Have you ever seen a trend, and thought to yourself “that is ridiculous, I would never be caught dead in that?” Yeah, me too. Then some time passes by or I see someone like Gigi Hadid rocking a trend I initially deemed grotesque; and all of sudden I’m dying for a pair of tiny triangle sunglasses (regardless of how impractical they are). I caved okay, sue me. Kanye was right, big sunglasses are out, and 2018 is indeed all about tiny sunglasses.
This isn’t the only trend that I have suddenly become obsessed with. Oversized puffer jackets for instance; how many of you never thought you would ever wear them? Now look at you! I bet you have three in your closet right now. Or the plastic coat which truly doesn’t have any functionality to it at all. First, you can’t hide anything, your secrets are quite literally open to the public. So, for all those girls who spill a lot (which I myself am a victim), I suggest wearing bibs like a toddler because your translucent coat will not hide your dirty secrets. Another lovely trait of plastic is the fact that it traps in heat; so, don’t you dare break a sweat or you will be one sweaty mess. Lastly, plastic is not meant to be worn as an article of clothing. It’s stiff. Meaning you quite literally resemble a robot because it’s not conducive to the movement of the human body. That being said, here I am with one in my closet. Where you may ask am I going to wear this highly practical article of clothing? I have yet to find the prime occasion but after I saw someone at New York Fashion Week rocking one I thought “hey, you should waste your money on something that is cool that will hang in your closet until you come to terms with the fact that you aren’t trendy enough to wear something so outrageous.” My good friend Bethany Byrd once said, “I saw Cady Heron wearing army pants and flip-flops, so I bought army pants and flip-flops.” Bethany, I’m with you girl. I saw a Kaia Gerber wearing a clear coat, so I bought a clear coat.

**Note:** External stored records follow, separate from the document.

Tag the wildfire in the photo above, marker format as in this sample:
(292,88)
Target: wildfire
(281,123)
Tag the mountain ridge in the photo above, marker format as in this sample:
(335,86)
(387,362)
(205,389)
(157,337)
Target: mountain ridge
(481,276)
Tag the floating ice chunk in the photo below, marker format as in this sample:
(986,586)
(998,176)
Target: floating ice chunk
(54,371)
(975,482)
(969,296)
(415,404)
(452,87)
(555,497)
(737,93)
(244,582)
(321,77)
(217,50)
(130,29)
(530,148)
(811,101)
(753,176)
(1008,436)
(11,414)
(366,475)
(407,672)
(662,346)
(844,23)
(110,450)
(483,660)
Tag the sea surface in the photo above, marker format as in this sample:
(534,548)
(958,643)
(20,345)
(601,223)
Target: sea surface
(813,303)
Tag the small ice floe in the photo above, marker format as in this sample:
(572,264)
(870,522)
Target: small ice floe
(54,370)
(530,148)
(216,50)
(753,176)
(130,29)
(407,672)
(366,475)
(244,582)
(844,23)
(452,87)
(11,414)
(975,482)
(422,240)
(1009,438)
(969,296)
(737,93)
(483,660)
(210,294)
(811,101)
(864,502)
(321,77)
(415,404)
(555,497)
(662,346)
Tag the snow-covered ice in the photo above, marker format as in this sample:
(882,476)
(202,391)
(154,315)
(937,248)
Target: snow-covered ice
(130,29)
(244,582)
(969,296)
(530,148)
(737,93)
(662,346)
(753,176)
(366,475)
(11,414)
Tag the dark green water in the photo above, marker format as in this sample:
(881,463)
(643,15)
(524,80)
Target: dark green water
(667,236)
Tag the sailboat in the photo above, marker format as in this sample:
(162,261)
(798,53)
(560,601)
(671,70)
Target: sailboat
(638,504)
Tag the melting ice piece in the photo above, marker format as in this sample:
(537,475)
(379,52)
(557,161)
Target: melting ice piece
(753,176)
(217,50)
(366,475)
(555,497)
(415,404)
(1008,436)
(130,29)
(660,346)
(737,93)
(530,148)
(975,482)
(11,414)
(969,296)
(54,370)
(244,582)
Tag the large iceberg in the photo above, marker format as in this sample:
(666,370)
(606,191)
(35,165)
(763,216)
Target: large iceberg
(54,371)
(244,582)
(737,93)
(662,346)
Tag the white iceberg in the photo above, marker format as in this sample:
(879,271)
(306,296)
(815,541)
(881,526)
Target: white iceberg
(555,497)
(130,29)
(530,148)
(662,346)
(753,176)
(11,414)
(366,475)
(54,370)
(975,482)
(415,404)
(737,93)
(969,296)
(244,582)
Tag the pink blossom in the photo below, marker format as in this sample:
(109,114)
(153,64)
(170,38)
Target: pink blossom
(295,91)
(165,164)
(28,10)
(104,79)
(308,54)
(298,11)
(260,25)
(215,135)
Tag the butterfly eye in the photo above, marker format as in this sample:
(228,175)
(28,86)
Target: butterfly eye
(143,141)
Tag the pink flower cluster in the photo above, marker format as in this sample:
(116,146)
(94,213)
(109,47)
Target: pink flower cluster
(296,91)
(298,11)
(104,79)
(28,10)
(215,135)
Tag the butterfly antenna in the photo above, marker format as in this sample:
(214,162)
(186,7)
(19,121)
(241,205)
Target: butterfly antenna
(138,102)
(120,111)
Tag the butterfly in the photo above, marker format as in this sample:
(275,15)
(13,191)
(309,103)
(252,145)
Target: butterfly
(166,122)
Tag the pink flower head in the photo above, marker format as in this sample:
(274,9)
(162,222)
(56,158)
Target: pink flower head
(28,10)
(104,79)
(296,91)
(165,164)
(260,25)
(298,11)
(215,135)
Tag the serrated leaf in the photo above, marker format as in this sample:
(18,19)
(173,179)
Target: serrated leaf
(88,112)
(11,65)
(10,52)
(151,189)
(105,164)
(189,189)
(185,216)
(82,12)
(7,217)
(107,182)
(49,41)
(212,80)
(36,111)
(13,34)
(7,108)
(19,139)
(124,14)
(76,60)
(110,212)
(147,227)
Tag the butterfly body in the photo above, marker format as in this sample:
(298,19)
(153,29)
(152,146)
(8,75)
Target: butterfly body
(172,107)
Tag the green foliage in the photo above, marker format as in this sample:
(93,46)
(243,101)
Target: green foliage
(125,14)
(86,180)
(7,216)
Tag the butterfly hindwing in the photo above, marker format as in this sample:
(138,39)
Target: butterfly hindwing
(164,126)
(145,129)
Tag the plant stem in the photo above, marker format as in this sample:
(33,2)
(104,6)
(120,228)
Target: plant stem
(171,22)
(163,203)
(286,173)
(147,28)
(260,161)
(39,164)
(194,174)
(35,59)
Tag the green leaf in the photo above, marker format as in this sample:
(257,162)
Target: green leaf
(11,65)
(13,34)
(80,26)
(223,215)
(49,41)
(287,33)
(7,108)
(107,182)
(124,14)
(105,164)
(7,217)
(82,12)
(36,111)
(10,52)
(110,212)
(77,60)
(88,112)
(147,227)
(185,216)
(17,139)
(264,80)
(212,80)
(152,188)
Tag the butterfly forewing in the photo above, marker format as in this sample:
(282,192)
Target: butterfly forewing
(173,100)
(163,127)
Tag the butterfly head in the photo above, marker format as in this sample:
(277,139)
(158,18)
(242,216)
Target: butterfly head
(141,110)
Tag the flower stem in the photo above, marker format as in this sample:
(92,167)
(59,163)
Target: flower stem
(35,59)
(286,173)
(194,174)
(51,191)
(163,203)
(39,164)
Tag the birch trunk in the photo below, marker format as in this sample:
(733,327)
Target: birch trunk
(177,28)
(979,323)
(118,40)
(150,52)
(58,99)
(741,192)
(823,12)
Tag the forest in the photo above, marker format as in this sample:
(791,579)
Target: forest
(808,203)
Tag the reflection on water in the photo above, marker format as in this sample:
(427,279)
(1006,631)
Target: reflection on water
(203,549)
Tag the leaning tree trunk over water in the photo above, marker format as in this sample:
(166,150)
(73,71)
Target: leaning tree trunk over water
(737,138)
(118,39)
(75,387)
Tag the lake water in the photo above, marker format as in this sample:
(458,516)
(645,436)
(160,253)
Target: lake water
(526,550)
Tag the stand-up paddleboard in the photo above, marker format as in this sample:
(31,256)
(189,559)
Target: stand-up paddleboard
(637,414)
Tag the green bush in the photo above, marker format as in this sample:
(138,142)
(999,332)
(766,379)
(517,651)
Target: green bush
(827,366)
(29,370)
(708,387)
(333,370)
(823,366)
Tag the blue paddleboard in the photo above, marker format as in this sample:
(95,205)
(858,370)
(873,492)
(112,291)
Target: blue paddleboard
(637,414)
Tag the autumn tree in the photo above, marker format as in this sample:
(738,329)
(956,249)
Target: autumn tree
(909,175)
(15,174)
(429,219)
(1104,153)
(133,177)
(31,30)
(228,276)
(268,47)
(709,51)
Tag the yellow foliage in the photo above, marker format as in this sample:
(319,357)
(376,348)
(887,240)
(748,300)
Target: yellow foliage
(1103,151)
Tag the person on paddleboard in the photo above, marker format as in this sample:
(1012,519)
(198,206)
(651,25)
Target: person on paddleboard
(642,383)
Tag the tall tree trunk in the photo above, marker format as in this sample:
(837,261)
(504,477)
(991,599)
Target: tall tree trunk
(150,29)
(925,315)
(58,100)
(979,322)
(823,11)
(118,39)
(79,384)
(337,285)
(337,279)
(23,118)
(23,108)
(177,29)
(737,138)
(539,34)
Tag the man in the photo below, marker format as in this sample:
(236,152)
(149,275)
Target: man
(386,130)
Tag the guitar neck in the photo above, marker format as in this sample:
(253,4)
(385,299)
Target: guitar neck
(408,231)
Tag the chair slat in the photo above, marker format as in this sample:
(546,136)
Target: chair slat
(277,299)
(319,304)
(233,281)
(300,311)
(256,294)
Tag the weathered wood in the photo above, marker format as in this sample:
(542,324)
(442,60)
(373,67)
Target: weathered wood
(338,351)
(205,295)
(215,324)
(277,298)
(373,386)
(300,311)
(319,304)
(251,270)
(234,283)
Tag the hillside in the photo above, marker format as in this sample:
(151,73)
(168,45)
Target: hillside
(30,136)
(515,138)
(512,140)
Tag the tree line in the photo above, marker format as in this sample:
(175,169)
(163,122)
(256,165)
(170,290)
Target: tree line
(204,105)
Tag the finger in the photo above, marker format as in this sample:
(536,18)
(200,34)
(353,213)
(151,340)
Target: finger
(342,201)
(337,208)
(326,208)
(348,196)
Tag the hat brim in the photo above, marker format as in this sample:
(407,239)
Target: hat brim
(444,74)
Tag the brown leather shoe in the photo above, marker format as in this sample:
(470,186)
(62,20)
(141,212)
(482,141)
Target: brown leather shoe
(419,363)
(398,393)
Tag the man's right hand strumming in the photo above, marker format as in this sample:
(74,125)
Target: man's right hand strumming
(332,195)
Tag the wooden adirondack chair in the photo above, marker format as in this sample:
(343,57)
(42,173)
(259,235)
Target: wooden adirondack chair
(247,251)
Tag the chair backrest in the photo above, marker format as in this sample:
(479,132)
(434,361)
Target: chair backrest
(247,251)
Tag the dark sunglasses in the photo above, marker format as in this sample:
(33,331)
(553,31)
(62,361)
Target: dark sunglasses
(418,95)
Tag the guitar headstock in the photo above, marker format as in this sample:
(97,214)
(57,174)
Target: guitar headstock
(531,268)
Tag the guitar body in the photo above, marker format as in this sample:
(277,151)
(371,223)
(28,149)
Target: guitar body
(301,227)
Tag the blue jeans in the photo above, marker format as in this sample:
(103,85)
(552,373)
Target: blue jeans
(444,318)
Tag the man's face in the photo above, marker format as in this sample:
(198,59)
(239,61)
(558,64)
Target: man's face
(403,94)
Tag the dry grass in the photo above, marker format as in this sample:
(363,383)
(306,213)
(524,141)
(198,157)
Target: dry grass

Transparent coats always make me think of Kim Kardashian in those thigh-highs completely see through boots. Now those are truly ridiculous! Do I own a pair? Me? No, I don’t secretly have a pair stowed away in my closet just in case Kiki decides that she wants to become my best friend and annoyingly insists that we twin every day because she is so obsessed with me… Ok fine, I’m ashamed to admit that I do.
However, in all seriousness, speaking of the Kardashians, what is this trend of the mid-calf biker shorts? It’s practical in the case you decide you want to go for a quick spin around the block. Or is the purpose to show off their voluminous (albeit cosmetically enhanced) derriere? Let’s be honest, jeans do that just fine without mimicking the style choices of Usain Bolt. This is a trend you will never see me caught dead in, and if you do, then you know that I have been brainwashed by Kanye. That being said, at this rate you’ll probably see me strolling around the block in my mid-calf biker shorts by summer.
My final rant will be dedicated to Scrunchies. Why are scrunchies coming back? They basically consume your whole head of hair while making you look like a five-year-old. Maybe I am scarred from my good old days of gymnastics where my scrunchies matched my leotard. Or when I thought I was super cool because I looked like Michelle from Full house. At the ripe-old age of 24 who wants to be twinning with a four-year old? I certainly don’t. Yet once again, I invite you all to look through my bathroom draws, and we can count together how many scrunchies I own. However, I will give myself some credit – I don’t wear them in public, they are strictly for the days that I have pushed the limits of dry shampoo.
I think overall the lesson that I have learned is never say never, whether we classify it as peer pressure or a change of heart, fashion wins me over it. Except that’s why we love it, right? We see a trend that we hate but then over time through countless bloggers, and insta post we change our mind and obsess over it.